Operators and networks are commonly blamed for poor performance and coverage but a new report from Strand Consult estimates around 70 percent of bad coverage is due to modern smartphones and their usage.
“Smartphone penetration is increasing and operators investing heavily in network infrastructure but people getting worse coverage,” John Strand, CEO, Strand Consult told Mobile Europe.
“Smartphones don’t perform as well as older feature phones. Operators may have to double mast numbers and increase investment in areas where many bad phones are connected.”
Quoting an independent study in Denmark, conducted by Aalborg University’s Professor Gert Frolund Pedersen, Strand’s report concludes phone manufacturers are evading responsibility by neither informing users about the affect phones have nor optimising them for networks.

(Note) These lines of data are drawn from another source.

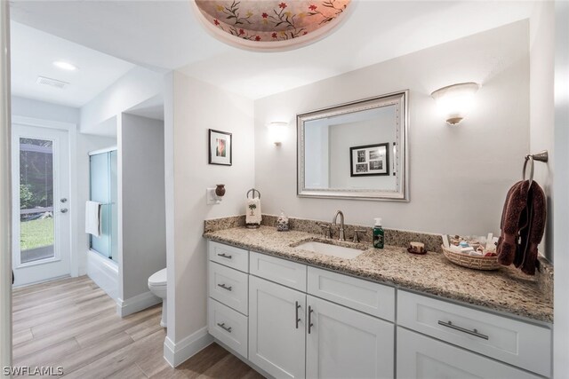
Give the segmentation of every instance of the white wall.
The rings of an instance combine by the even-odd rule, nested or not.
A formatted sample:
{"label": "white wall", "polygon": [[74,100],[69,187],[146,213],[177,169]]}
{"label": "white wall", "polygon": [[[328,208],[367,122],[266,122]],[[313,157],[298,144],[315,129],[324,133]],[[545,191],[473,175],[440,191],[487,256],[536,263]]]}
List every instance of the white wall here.
{"label": "white wall", "polygon": [[[389,228],[485,234],[500,232],[507,190],[529,150],[528,22],[519,21],[255,101],[255,177],[263,211]],[[477,107],[458,126],[437,114],[430,93],[477,82]],[[408,89],[410,202],[296,196],[294,128],[276,148],[264,127],[307,111]],[[421,217],[417,217],[421,215]]]}
{"label": "white wall", "polygon": [[540,251],[553,261],[554,153],[554,2],[536,2],[530,18],[530,152],[549,152],[548,163],[535,164],[535,180],[548,199],[548,220]]}
{"label": "white wall", "polygon": [[[164,112],[168,345],[204,333],[204,219],[244,213],[245,193],[254,184],[255,136],[252,100],[177,71],[166,78]],[[233,133],[233,166],[208,164],[208,129]],[[206,205],[206,188],[216,184],[225,184],[223,201]]]}
{"label": "white wall", "polygon": [[569,3],[555,3],[554,376],[569,377]]}
{"label": "white wall", "polygon": [[12,114],[60,122],[79,123],[79,108],[31,99],[12,97]]}
{"label": "white wall", "polygon": [[148,292],[148,277],[166,266],[163,122],[120,116],[118,175],[119,297],[126,301]]}
{"label": "white wall", "polygon": [[115,137],[116,126],[108,122],[132,107],[162,93],[164,75],[136,67],[81,108],[81,131]]}
{"label": "white wall", "polygon": [[[33,117],[41,120],[56,121],[60,122],[79,124],[80,110],[71,107],[46,103],[25,98],[12,98],[12,114],[24,117]],[[76,227],[75,246],[78,262],[76,274],[84,275],[87,272],[87,251],[89,249],[89,237],[85,231],[85,209],[84,203],[89,200],[89,154],[92,150],[108,147],[116,145],[115,138],[93,136],[84,133],[76,134],[76,140],[71,141],[76,144],[76,172],[74,173],[76,179],[76,193],[72,193],[72,199],[76,199],[74,204]]]}

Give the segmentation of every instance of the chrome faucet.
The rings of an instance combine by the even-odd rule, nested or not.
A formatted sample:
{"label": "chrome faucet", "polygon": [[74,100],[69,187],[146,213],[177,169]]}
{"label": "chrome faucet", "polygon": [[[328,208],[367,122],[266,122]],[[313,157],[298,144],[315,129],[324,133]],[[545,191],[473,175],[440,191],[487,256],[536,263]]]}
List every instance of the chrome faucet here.
{"label": "chrome faucet", "polygon": [[344,236],[344,214],[341,210],[338,210],[336,212],[336,215],[332,219],[332,225],[336,225],[336,221],[338,220],[338,215],[340,215],[340,237],[338,238],[338,240],[346,241],[346,238]]}

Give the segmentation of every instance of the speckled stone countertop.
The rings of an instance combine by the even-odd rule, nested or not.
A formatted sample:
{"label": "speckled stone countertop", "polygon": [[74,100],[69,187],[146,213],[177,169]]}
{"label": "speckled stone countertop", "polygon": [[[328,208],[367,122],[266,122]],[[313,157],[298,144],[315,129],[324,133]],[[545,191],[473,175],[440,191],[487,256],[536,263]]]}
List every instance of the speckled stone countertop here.
{"label": "speckled stone countertop", "polygon": [[[409,254],[404,248],[386,246],[374,249],[369,243],[343,242],[348,247],[365,249],[353,259],[325,256],[294,246],[319,236],[301,231],[276,232],[274,227],[259,229],[234,227],[207,232],[204,237],[252,251],[327,268],[360,278],[396,285],[490,310],[524,318],[553,322],[552,295],[540,285],[538,276],[528,277],[511,267],[494,272],[462,268],[443,254]],[[358,245],[358,246],[357,246]],[[550,289],[549,289],[550,290]]]}

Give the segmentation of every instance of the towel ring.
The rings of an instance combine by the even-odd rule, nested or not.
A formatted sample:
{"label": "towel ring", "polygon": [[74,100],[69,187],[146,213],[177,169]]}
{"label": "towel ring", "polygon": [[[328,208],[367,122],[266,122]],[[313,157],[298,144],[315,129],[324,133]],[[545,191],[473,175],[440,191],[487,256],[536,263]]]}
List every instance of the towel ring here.
{"label": "towel ring", "polygon": [[522,174],[522,179],[525,180],[525,170],[527,169],[527,162],[531,162],[532,165],[530,166],[530,185],[529,187],[532,186],[532,183],[533,182],[533,170],[534,170],[534,164],[533,164],[533,155],[526,155],[525,156],[525,162],[524,162],[524,172]]}
{"label": "towel ring", "polygon": [[247,199],[249,199],[249,193],[252,193],[252,199],[255,198],[255,193],[257,193],[257,197],[259,197],[259,200],[260,200],[260,193],[254,189],[254,188],[251,188],[249,191],[247,191]]}

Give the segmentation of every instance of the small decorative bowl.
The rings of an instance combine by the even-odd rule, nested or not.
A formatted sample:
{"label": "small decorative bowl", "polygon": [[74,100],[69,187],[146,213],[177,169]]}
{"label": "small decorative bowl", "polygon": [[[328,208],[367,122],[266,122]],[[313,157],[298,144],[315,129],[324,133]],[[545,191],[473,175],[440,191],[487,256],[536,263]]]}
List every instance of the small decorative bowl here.
{"label": "small decorative bowl", "polygon": [[498,257],[469,256],[463,253],[457,253],[441,246],[443,254],[446,259],[462,267],[474,270],[493,271],[498,270],[501,265],[498,263]]}

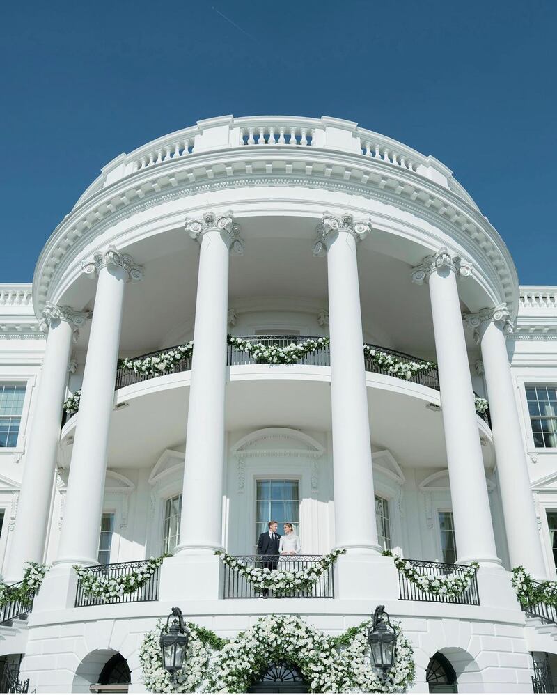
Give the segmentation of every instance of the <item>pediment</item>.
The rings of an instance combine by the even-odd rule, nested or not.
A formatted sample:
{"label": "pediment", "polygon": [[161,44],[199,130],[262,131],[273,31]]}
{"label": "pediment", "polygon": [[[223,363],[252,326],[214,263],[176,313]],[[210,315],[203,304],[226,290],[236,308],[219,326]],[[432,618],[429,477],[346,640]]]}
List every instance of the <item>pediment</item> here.
{"label": "pediment", "polygon": [[387,449],[382,451],[374,451],[372,455],[373,470],[384,473],[399,485],[405,482],[405,475],[394,456]]}
{"label": "pediment", "polygon": [[166,478],[176,471],[184,469],[184,452],[175,451],[173,449],[166,449],[163,452],[159,460],[153,466],[149,476],[149,484],[156,485],[162,478]]}
{"label": "pediment", "polygon": [[313,437],[286,427],[267,427],[243,437],[232,447],[242,456],[301,456],[318,458],[324,448]]}

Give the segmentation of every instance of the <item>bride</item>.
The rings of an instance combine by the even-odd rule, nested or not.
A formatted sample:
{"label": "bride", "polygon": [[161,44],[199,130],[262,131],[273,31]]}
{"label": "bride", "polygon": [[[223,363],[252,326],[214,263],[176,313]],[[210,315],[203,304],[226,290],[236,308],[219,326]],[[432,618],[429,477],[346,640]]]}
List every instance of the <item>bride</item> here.
{"label": "bride", "polygon": [[284,524],[284,536],[281,536],[278,554],[281,560],[288,560],[292,555],[299,555],[301,550],[299,538],[294,533],[294,526],[288,522]]}

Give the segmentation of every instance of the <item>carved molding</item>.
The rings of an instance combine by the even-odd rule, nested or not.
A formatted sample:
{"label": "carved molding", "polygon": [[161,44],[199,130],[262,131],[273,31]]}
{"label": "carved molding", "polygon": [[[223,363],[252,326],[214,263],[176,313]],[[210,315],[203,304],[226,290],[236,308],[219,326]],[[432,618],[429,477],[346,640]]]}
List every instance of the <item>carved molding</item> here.
{"label": "carved molding", "polygon": [[205,232],[214,230],[223,232],[233,256],[244,255],[244,240],[240,238],[240,226],[235,223],[234,214],[230,210],[221,215],[207,210],[203,212],[201,219],[186,219],[184,228],[192,239],[198,242]]}
{"label": "carved molding", "polygon": [[315,228],[317,239],[313,243],[313,255],[322,256],[327,253],[331,235],[337,232],[349,232],[356,242],[364,239],[371,231],[371,220],[363,219],[354,221],[350,212],[345,212],[337,217],[330,212],[324,212],[321,221]]}
{"label": "carved molding", "polygon": [[106,251],[95,253],[93,260],[81,263],[84,273],[91,278],[98,277],[102,268],[109,265],[123,268],[127,273],[128,282],[139,282],[143,279],[143,266],[137,265],[129,254],[120,253],[113,244],[111,244]]}
{"label": "carved molding", "polygon": [[426,256],[419,265],[412,268],[412,282],[423,285],[427,282],[430,275],[439,268],[446,267],[460,277],[469,277],[472,274],[472,266],[462,260],[457,254],[450,253],[446,247],[442,247],[432,256]]}
{"label": "carved molding", "polygon": [[74,341],[77,341],[79,336],[79,329],[85,325],[92,315],[92,311],[75,311],[71,306],[58,306],[52,302],[47,302],[45,309],[40,313],[39,329],[46,333],[53,321],[65,321],[72,327]]}

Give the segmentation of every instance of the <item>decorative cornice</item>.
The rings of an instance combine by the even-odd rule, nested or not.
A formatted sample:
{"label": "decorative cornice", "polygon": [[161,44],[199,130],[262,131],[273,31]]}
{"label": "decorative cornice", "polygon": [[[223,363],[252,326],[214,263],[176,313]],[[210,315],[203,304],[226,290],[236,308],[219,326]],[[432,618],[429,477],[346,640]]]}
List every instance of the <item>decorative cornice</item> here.
{"label": "decorative cornice", "polygon": [[113,244],[111,244],[106,251],[95,253],[93,260],[81,263],[84,273],[92,278],[98,277],[102,268],[109,265],[123,268],[127,273],[128,282],[139,282],[143,279],[143,267],[134,263],[134,259],[127,253],[120,253]]}
{"label": "decorative cornice", "polygon": [[488,306],[476,313],[463,313],[462,319],[467,326],[474,329],[474,340],[480,342],[480,327],[483,323],[492,321],[496,324],[505,334],[511,334],[514,330],[512,322],[510,320],[510,312],[504,302],[496,306]]}
{"label": "decorative cornice", "polygon": [[462,260],[460,256],[451,254],[446,247],[442,247],[437,253],[426,256],[419,265],[412,268],[412,282],[423,285],[430,275],[439,268],[447,267],[460,277],[469,277],[472,266]]}
{"label": "decorative cornice", "polygon": [[201,219],[187,219],[184,227],[190,237],[198,242],[206,232],[214,230],[224,232],[224,238],[233,256],[244,255],[244,240],[240,236],[240,226],[235,224],[234,215],[230,210],[221,215],[207,210],[203,212]]}
{"label": "decorative cornice", "polygon": [[47,302],[40,313],[41,322],[39,329],[46,333],[51,327],[53,321],[65,321],[72,327],[74,340],[79,336],[79,329],[83,328],[86,322],[93,315],[92,311],[75,311],[71,306],[58,306]]}
{"label": "decorative cornice", "polygon": [[354,217],[350,212],[345,212],[340,217],[330,212],[324,212],[315,231],[317,237],[313,244],[313,255],[322,256],[327,253],[327,244],[331,242],[331,235],[339,231],[349,232],[356,242],[361,241],[371,231],[371,220],[354,221]]}

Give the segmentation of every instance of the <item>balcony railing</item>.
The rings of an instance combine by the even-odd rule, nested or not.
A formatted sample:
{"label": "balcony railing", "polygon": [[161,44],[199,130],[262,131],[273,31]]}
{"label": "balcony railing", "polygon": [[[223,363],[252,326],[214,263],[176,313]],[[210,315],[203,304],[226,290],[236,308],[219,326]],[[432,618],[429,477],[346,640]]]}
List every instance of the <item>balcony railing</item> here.
{"label": "balcony railing", "polygon": [[[539,581],[532,581],[532,584],[539,586]],[[552,623],[557,625],[557,609],[549,603],[540,601],[537,603],[531,603],[521,601],[522,610],[527,616],[533,618],[540,618],[544,623]]]}
{"label": "balcony railing", "polygon": [[[470,569],[466,565],[450,565],[443,562],[428,562],[425,560],[405,561],[411,563],[421,574],[427,575],[429,577],[438,577],[439,579],[449,575],[457,577],[465,576],[465,572]],[[400,599],[402,601],[430,601],[434,603],[457,603],[465,606],[480,605],[476,573],[470,580],[468,588],[459,596],[447,596],[433,593],[432,591],[425,591],[407,579],[400,570],[398,572],[398,588]]]}
{"label": "balcony railing", "polygon": [[[252,344],[261,343],[264,345],[272,345],[283,348],[291,345],[292,343],[297,345],[299,343],[303,343],[308,340],[317,340],[322,336],[285,335],[242,336],[237,337],[241,337],[242,340],[249,341]],[[177,347],[179,346],[174,345],[172,348],[165,348],[163,350],[155,350],[153,352],[148,352],[146,354],[139,355],[134,359],[141,360],[145,359],[148,357],[156,357],[165,352],[168,352],[168,350],[171,350],[174,348]],[[415,357],[413,355],[407,354],[406,352],[400,352],[398,350],[391,350],[389,348],[382,348],[380,345],[374,345],[370,344],[368,344],[368,347],[375,348],[376,350],[384,352],[386,354],[392,355],[399,361],[418,363],[425,361],[420,357]],[[249,352],[238,350],[237,348],[235,348],[233,345],[228,346],[226,352],[226,364],[228,366],[257,364],[257,360]],[[331,352],[329,346],[324,345],[319,350],[308,352],[304,357],[301,357],[297,361],[292,362],[290,364],[329,367],[331,366]],[[401,378],[400,377],[395,376],[391,372],[390,372],[387,366],[377,364],[377,362],[367,353],[364,353],[364,364],[366,372],[372,372],[375,374],[384,374],[386,376],[393,377],[394,378]],[[173,374],[179,372],[186,372],[191,369],[191,355],[189,357],[185,357],[178,362],[176,362],[171,366],[168,366],[168,369],[166,369],[164,372],[157,374],[144,374],[141,373],[136,373],[133,369],[128,369],[125,367],[118,366],[116,370],[115,389],[118,390],[118,389],[123,389],[124,386],[131,386],[133,384],[138,384],[140,382],[154,379],[156,377],[164,376],[166,374]],[[433,389],[434,391],[439,390],[439,373],[436,367],[432,367],[426,371],[423,371],[418,374],[414,374],[409,380],[408,380],[414,384],[419,384],[421,386],[425,386],[429,389]],[[486,411],[485,413],[478,413],[478,414],[480,417],[482,418],[482,419],[486,422],[489,427],[491,427],[491,419],[489,418],[489,410]],[[64,412],[62,418],[63,427],[68,420],[70,419],[70,416],[71,416]]]}
{"label": "balcony railing", "polygon": [[[145,560],[134,562],[118,562],[112,565],[94,565],[87,569],[93,574],[106,577],[107,579],[130,575],[139,568],[145,565]],[[145,584],[131,593],[123,596],[115,596],[105,600],[98,596],[91,595],[84,589],[81,579],[77,580],[77,589],[75,593],[75,607],[84,606],[104,606],[112,603],[136,603],[140,601],[157,601],[159,598],[159,576],[160,568],[157,568]]]}
{"label": "balcony railing", "polygon": [[[277,569],[295,572],[306,570],[322,559],[321,555],[297,555],[288,559],[279,559],[276,555],[237,555],[236,559],[248,567],[269,567],[269,563],[276,565]],[[252,584],[237,570],[224,565],[224,598],[334,598],[334,581],[333,568],[326,570],[311,588],[297,589],[289,593],[288,597],[277,596],[272,589],[266,593],[260,589],[256,590]],[[272,566],[269,567],[272,569]]]}
{"label": "balcony railing", "polygon": [[[17,587],[22,582],[18,581],[16,584],[12,584],[13,587]],[[17,599],[10,601],[6,605],[0,608],[0,625],[6,625],[17,618],[24,618],[31,613],[33,608],[33,601],[35,598],[35,592],[30,591],[23,599]]]}

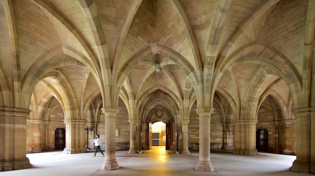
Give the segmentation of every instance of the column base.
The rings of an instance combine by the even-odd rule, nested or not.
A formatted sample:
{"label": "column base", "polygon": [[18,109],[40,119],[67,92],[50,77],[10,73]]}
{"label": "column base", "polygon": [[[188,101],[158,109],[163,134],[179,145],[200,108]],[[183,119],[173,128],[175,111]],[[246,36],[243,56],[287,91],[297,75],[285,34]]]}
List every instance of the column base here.
{"label": "column base", "polygon": [[315,162],[311,162],[311,171],[310,173],[315,175]]}
{"label": "column base", "polygon": [[215,170],[211,161],[204,161],[199,160],[195,168],[198,171],[205,172],[212,172]]}
{"label": "column base", "polygon": [[233,152],[232,152],[232,153],[233,154],[235,154],[235,155],[240,155],[241,154],[240,152],[241,152],[240,149],[234,149],[234,150],[233,150]]}
{"label": "column base", "polygon": [[50,148],[49,147],[49,146],[45,146],[43,150],[44,151],[49,151],[50,150]]}
{"label": "column base", "polygon": [[234,149],[232,152],[233,154],[236,155],[249,155],[254,156],[258,155],[258,151],[257,149]]}
{"label": "column base", "polygon": [[273,153],[280,153],[280,150],[279,150],[279,148],[275,148],[273,149]]}
{"label": "column base", "polygon": [[234,146],[226,146],[225,147],[225,150],[234,150]]}
{"label": "column base", "polygon": [[244,155],[255,156],[255,155],[258,155],[258,151],[257,151],[257,149],[256,149],[251,150],[245,149],[244,151]]}
{"label": "column base", "polygon": [[23,169],[31,167],[32,165],[28,158],[5,160],[0,162],[0,171],[9,171]]}
{"label": "column base", "polygon": [[76,153],[84,153],[88,151],[85,148],[77,148],[76,149],[69,149],[65,148],[63,150],[63,153],[65,154],[75,154]]}
{"label": "column base", "polygon": [[116,159],[112,160],[106,160],[104,161],[101,169],[103,170],[116,170],[119,168],[119,166]]}
{"label": "column base", "polygon": [[297,172],[309,173],[311,170],[311,164],[307,162],[295,160],[292,163],[290,170]]}
{"label": "column base", "polygon": [[42,152],[42,149],[40,147],[33,147],[32,148],[32,153],[36,153]]}
{"label": "column base", "polygon": [[129,149],[129,151],[128,151],[128,153],[138,153],[138,151],[135,149]]}
{"label": "column base", "polygon": [[293,153],[293,151],[291,149],[284,149],[282,151],[282,153],[284,155],[291,155]]}
{"label": "column base", "polygon": [[190,152],[189,151],[189,150],[188,149],[182,149],[180,153],[182,154],[190,154]]}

The Danish study measured the performance between phones’ antenna and networks, evaluating how nine of the most popular phones affect users’ experience in GSM 900 and 1800 and UMTS 900 and 2100 networks.
Depending on models and network frequencies, it found major differences between phones and coverage quality.
Older phones perform better than newer generations in lower frequencies.
Buying the latest generation of popular phones increases the likelihood of bad network coverage.
Coverage can be improved if users choose phones optimised for their carrier’s network but such information is rarely available.
Handset manufacturers should disclose phone strengths and weaknesses, but said John Strand: “There is no transparency – many phone manufacturers gag operators so they can’t inform users. Consumers are in a bad position now.”
The report, “How Mobile Operators can reduce the cost of mobile masts and improve mast regulation”, calls for uniform global disclosure addressing relevant factors of phone coverage quality.
It states: “Phones are launched rapidly and from many manufacturers making it challenging for independent testing, not to mention the testing handset manufacturers fail to do themselves.
“Fierce competition means phones launch with unfinished product development – errors are corrected through software updates after phone purchase – which reduces development costs but puts the onus of product quality onto operators and consumers.
“Optimising phones for networks takes a back seat to getting phones to market; manufacturers do little to solve these challenges.”
Perennial debates about mobile coverage must include the role of phones and manufacturers take more responsibility, there should be more transparency the report concludes.
Consumers ultimately need more information on which to base purchases.